S Naqvi

Real-time intra-fraction-motion tracking using the treatment couch: a feasibility study

Significant differences between planned and delivered treatments may occur due to respiration-induced tumour motion, leading to underdosing of parts of the tumour and overdosing of parts of the surrounding critical structures. Existing methods proposed to counter tumour motion include breath-holds, gating and MLC-based tracking. Breath-holds and gating techniques increase treatment time considerably, whereas MLC-based tracking is limited to two dimensions. We present an alternative solution in which a robotic couch moves in real time in response to organ motion. To demonstrate proof-of-principle, we constructed a miniature adaptive couch model consisting of two movable platforms that simulate tumour motion and couch motion, respectively. These platforms were connected via an electronic feedback loop so that the bottom platform responded to the motion of the top platform. We tested our model with a seven-field step-and-shoot delivery case in which we performed three film-based experiments: (1) static geometry, (2) phantom-only motion and (3) phantom motion with simulated couch motion. Our measurements demonstrate that the miniature couch was able to compensate for phantom motion to the extent that the dose distributions were practically indistinguishable from those in static geometry.
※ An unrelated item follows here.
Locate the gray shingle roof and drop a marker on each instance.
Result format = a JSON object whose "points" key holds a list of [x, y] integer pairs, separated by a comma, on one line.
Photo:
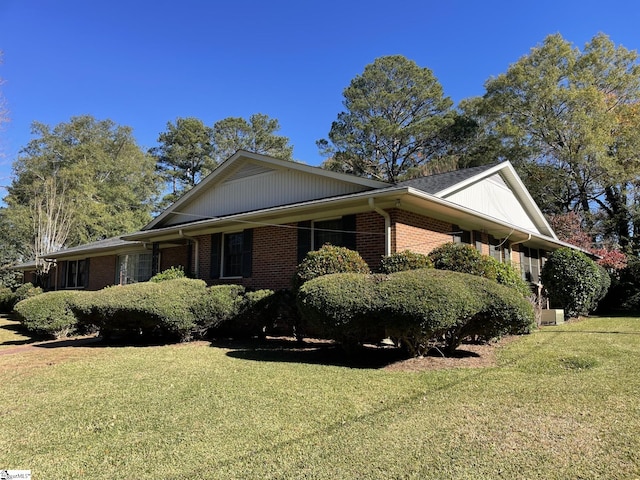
{"points": [[441, 181]]}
Motivated by this initial success, we investigated a real-time couch compensation system consisting of a stereoscopic infra-red camera system interfaced to a robotic couch known as the Hexapod, which responds in real time to any change in position detected by the cameras. Optical reflectors placed on a solid water phantom were used as surrogates for motion. We tested the effectiveness of couch-based motion compensation for fixed fields and a dynamic arc delivery cases. Due to hardware limitations, we performed film-based experiments (1), (2) and (3), with the robotic couch at a phantom motion period and dose rate of 16 s and 100 MU min(-1), respectively. Analysis of film measurements showed near-equivalent dose distributions (<or=2 mm agreement of corresponding isodose lines) for static geometry and motion-synchronized real-time robotic couch tracking-based radiation delivery.

Clinical implementation of intensity-modulated arc therapy.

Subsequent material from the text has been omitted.